Tutto questo si scarica sui prezzi dei prodotti pagati dai consumatori, il rischio è che l’inflazione aumenti ulteriormente, e che i tagli dei tassi da parte delle banche centrali vengano rinviati. L’esito sarebbero più inflazione e meno crescita economica, cioè il contrario di quello che si prevedeva nel 2024.

Intanto la crisi del Mar Rosso sta già causando problemi alla produzione industriale europea.

Il 12 gennaio, Tesla ha annunciato che sospenderà la produzione delle sue autovetture elettriche in Germania per mancanza di alcuni componenti provenienti dall’Asia.
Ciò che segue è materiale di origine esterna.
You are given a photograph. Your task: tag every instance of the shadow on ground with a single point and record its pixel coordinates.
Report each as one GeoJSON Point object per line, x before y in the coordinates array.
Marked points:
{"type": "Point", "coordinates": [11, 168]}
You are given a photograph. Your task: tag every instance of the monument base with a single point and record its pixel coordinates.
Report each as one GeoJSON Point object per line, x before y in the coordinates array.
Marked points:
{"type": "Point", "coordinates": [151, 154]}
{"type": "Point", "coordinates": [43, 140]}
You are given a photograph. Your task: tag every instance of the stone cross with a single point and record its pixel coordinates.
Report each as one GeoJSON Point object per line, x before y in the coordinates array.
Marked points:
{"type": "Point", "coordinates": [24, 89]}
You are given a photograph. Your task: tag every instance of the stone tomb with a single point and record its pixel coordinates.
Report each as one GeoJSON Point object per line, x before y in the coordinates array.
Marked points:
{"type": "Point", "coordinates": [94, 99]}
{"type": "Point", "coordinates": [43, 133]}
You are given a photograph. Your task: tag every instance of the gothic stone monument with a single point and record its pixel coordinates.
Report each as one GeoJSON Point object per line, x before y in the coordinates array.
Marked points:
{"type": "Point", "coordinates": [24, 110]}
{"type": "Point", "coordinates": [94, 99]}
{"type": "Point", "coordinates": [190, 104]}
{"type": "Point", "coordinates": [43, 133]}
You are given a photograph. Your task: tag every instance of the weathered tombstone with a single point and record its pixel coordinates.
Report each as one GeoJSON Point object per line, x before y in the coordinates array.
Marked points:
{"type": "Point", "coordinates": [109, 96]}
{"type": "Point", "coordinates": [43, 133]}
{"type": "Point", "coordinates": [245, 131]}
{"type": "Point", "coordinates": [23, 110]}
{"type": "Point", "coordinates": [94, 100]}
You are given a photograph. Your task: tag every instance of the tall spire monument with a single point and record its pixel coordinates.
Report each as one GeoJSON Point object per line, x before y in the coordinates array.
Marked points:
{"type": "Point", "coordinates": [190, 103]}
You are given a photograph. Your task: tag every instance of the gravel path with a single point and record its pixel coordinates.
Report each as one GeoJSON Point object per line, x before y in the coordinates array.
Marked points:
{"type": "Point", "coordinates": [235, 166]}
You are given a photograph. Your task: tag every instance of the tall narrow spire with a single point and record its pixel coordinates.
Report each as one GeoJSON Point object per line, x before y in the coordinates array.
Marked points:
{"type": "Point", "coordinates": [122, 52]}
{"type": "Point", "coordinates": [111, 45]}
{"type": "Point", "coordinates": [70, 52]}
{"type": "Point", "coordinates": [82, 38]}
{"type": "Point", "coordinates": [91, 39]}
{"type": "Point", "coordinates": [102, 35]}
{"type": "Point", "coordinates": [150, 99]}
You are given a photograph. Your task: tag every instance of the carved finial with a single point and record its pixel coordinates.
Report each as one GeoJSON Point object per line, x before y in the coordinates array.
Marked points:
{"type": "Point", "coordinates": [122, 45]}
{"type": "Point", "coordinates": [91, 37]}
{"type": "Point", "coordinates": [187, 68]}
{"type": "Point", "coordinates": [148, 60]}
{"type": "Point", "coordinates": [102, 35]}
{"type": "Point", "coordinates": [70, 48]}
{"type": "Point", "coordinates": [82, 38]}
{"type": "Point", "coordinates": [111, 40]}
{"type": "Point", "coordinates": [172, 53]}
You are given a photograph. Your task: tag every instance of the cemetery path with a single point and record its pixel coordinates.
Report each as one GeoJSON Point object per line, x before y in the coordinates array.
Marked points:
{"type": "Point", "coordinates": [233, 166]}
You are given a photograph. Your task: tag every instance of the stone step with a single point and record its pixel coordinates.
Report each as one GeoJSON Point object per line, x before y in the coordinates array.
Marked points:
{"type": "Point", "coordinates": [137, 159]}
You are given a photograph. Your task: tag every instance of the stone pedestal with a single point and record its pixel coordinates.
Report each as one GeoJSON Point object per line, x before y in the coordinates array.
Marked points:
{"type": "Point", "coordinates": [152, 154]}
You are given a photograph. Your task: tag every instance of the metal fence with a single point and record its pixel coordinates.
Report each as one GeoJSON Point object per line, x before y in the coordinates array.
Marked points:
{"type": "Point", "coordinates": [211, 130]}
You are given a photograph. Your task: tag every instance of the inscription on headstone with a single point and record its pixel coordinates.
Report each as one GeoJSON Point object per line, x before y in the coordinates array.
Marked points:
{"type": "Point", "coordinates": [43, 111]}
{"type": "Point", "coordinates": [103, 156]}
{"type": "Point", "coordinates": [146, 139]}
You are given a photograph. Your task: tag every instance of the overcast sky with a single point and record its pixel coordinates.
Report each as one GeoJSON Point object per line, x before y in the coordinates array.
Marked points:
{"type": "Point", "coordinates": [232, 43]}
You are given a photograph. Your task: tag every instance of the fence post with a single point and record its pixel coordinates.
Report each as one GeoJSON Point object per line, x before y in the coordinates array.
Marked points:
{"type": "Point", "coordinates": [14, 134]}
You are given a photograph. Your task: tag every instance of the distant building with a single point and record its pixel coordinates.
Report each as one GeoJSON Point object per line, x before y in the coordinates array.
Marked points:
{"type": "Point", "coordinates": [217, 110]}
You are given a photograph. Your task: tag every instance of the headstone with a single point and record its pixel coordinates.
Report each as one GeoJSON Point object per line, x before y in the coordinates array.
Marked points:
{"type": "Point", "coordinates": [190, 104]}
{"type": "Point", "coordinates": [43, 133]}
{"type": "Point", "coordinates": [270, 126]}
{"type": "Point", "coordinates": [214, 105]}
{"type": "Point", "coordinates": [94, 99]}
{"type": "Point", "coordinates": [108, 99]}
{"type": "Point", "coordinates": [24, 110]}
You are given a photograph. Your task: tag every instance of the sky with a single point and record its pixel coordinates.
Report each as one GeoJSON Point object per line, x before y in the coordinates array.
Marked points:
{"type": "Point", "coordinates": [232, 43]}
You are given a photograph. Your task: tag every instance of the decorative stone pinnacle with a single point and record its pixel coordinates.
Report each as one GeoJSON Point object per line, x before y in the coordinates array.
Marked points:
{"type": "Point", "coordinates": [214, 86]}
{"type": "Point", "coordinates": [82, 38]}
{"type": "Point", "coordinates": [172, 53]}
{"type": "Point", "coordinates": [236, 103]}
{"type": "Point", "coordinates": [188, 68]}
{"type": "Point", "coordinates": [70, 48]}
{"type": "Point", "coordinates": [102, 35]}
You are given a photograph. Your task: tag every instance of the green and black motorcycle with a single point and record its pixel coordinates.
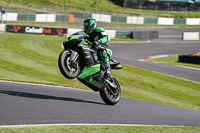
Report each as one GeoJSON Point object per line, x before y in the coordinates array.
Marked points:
{"type": "Point", "coordinates": [72, 65]}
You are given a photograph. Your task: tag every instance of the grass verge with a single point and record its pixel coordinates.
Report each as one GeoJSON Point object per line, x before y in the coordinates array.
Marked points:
{"type": "Point", "coordinates": [102, 129]}
{"type": "Point", "coordinates": [88, 6]}
{"type": "Point", "coordinates": [173, 60]}
{"type": "Point", "coordinates": [33, 58]}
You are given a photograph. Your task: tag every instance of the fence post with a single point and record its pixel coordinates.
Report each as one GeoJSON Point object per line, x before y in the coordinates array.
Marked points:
{"type": "Point", "coordinates": [65, 18]}
{"type": "Point", "coordinates": [47, 16]}
{"type": "Point", "coordinates": [2, 12]}
{"type": "Point", "coordinates": [27, 19]}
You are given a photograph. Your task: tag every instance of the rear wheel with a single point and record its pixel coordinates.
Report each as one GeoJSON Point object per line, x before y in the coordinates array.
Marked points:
{"type": "Point", "coordinates": [109, 94]}
{"type": "Point", "coordinates": [68, 69]}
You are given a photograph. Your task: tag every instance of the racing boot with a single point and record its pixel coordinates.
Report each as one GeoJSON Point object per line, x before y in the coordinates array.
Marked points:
{"type": "Point", "coordinates": [108, 69]}
{"type": "Point", "coordinates": [108, 77]}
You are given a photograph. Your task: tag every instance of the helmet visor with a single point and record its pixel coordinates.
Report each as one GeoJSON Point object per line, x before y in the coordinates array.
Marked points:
{"type": "Point", "coordinates": [88, 28]}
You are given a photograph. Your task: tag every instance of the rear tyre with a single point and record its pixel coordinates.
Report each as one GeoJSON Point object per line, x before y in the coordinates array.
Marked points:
{"type": "Point", "coordinates": [109, 95]}
{"type": "Point", "coordinates": [68, 69]}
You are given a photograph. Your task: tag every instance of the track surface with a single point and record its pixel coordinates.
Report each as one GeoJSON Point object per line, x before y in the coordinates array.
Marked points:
{"type": "Point", "coordinates": [35, 104]}
{"type": "Point", "coordinates": [130, 53]}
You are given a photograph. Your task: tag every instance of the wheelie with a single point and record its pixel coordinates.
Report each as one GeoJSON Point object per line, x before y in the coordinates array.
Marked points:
{"type": "Point", "coordinates": [87, 57]}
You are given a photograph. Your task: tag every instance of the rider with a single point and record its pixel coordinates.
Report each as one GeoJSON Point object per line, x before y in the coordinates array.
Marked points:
{"type": "Point", "coordinates": [100, 39]}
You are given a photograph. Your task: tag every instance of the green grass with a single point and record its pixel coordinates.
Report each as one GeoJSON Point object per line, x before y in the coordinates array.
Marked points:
{"type": "Point", "coordinates": [89, 6]}
{"type": "Point", "coordinates": [173, 60]}
{"type": "Point", "coordinates": [33, 58]}
{"type": "Point", "coordinates": [102, 129]}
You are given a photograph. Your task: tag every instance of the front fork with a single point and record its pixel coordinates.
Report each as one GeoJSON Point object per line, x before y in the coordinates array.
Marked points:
{"type": "Point", "coordinates": [73, 60]}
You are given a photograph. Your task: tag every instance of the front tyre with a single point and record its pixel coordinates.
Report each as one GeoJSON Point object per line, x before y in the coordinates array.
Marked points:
{"type": "Point", "coordinates": [68, 69]}
{"type": "Point", "coordinates": [109, 95]}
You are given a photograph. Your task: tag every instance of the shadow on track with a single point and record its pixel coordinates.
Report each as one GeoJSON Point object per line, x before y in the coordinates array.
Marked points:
{"type": "Point", "coordinates": [41, 96]}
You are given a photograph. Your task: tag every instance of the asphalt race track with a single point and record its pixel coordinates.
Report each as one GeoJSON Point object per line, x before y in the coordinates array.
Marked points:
{"type": "Point", "coordinates": [130, 53]}
{"type": "Point", "coordinates": [37, 104]}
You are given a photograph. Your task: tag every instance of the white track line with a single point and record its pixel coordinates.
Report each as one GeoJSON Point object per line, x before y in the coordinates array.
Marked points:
{"type": "Point", "coordinates": [158, 56]}
{"type": "Point", "coordinates": [75, 124]}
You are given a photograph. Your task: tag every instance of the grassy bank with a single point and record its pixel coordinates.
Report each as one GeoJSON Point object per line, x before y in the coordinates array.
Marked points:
{"type": "Point", "coordinates": [88, 6]}
{"type": "Point", "coordinates": [33, 58]}
{"type": "Point", "coordinates": [102, 129]}
{"type": "Point", "coordinates": [173, 60]}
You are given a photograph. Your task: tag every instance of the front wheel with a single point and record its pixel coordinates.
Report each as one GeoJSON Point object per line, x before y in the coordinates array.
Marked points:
{"type": "Point", "coordinates": [110, 95]}
{"type": "Point", "coordinates": [68, 69]}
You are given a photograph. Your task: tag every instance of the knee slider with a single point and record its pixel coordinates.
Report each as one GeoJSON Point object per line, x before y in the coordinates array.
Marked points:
{"type": "Point", "coordinates": [104, 54]}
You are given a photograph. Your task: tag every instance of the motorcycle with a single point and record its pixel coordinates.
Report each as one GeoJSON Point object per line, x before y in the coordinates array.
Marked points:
{"type": "Point", "coordinates": [72, 65]}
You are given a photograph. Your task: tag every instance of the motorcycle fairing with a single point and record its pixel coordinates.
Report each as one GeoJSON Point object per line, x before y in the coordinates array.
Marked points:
{"type": "Point", "coordinates": [93, 81]}
{"type": "Point", "coordinates": [87, 71]}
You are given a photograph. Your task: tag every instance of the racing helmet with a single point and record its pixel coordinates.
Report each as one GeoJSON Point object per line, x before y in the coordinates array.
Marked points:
{"type": "Point", "coordinates": [89, 25]}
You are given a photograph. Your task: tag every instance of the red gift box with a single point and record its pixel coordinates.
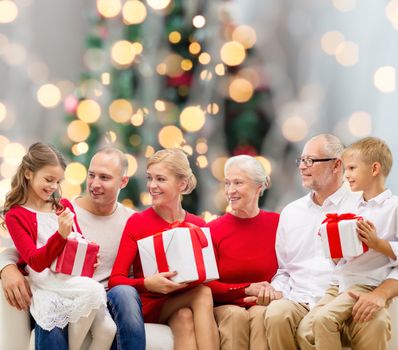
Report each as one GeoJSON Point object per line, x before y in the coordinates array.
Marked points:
{"type": "Point", "coordinates": [339, 236]}
{"type": "Point", "coordinates": [77, 258]}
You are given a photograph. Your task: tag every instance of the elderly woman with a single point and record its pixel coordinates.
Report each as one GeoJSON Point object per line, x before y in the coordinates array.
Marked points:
{"type": "Point", "coordinates": [244, 243]}
{"type": "Point", "coordinates": [169, 176]}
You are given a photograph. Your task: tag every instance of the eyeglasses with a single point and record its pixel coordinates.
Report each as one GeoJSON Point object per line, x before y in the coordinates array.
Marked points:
{"type": "Point", "coordinates": [309, 162]}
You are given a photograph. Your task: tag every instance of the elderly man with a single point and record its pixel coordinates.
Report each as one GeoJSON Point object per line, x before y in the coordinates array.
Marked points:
{"type": "Point", "coordinates": [304, 273]}
{"type": "Point", "coordinates": [102, 219]}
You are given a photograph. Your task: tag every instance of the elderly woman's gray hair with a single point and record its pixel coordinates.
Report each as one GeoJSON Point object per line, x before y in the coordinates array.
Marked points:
{"type": "Point", "coordinates": [252, 167]}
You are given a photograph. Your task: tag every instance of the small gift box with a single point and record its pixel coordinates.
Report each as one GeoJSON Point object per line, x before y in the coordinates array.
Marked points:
{"type": "Point", "coordinates": [187, 250]}
{"type": "Point", "coordinates": [340, 237]}
{"type": "Point", "coordinates": [78, 257]}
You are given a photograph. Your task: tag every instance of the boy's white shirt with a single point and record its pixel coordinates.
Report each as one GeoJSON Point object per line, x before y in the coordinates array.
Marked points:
{"type": "Point", "coordinates": [372, 268]}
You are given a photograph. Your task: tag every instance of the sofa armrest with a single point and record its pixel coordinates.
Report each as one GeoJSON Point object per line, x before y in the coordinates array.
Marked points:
{"type": "Point", "coordinates": [393, 310]}
{"type": "Point", "coordinates": [14, 326]}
La società spiega che “il notevole allungamento dei tempi di trasporto crea un divario nelle catene di approvvigionamento”. La produzione sarà sospesa tra il 29 gennaio e l’11 febbraio.

I dati certi sul traffico navale sembrano preludere a una chiusura di fatto del Canale di Suez.

Il Kiel Institute for the World Economy segnala che il numero dei transiti è crollato del 60 per cento, da 500.000 container al giorno a 200.000.

Da quando sono cominciati gli attacchi degli Houti, dice ancora l’istituto di Kiel, il traffico marittimo mondiale è diminuito dell’1,3%. Tuttavia ci sono due postille: quel -1,3% può dipendere dagli attacchi dei terroristi, ma anche da altre cause (ad esempio, potrebbe essere sintomo di un’incipiente recessione internazionale).

Inoltre, per l’Italia l’impatto rischia di essere molto maggiore, visto che la nostra quota di import e di export che transita da Suez è vicina al 40%.

Ritardi e cambi di rotta potranno interessare anche il porto di Ravenna che importa dal Medio ed Estremo Oriente soprattutto prodotti metallurgici e che, pur non avendo servizi container diretti con l’estremo Oriente, ha comunque collegamenti feeder con porti maggiori situati nel Mediterraneo e a loro volta collegati con porti del Medio ed Estremo Oriente.

Ad oggi non sono ancora evidenti ripercussioni sul traffico del Porto di Ravenna, anche se si registra una lieve flessione nella movimentazione della merce proveniente dai porti del Medio ed estremo Oriente per il mese di dicembre: i dati del mese, ancora provvisori, indicano un mese positivo ma con una percentuale di merce proveniente dal Medio e Estremo Oriente pari al 18%, il mese più basso del 2023, tenendo conto che in alcuni mesi dell’anno la percentuale è stata anche superiore al 30%.

Rispetto ai volumi movimentati nell’intero anno, se è vero che nel 2022 il traffico attraverso il Canale di Suez ha rappresentato il 17% di quello totale del Porto (19% includendo i container), nelle stime per il 2023 il traffico attraverso il Canale di Suez è invece salito al 20% di quello totale del Porto (24% includendo i container).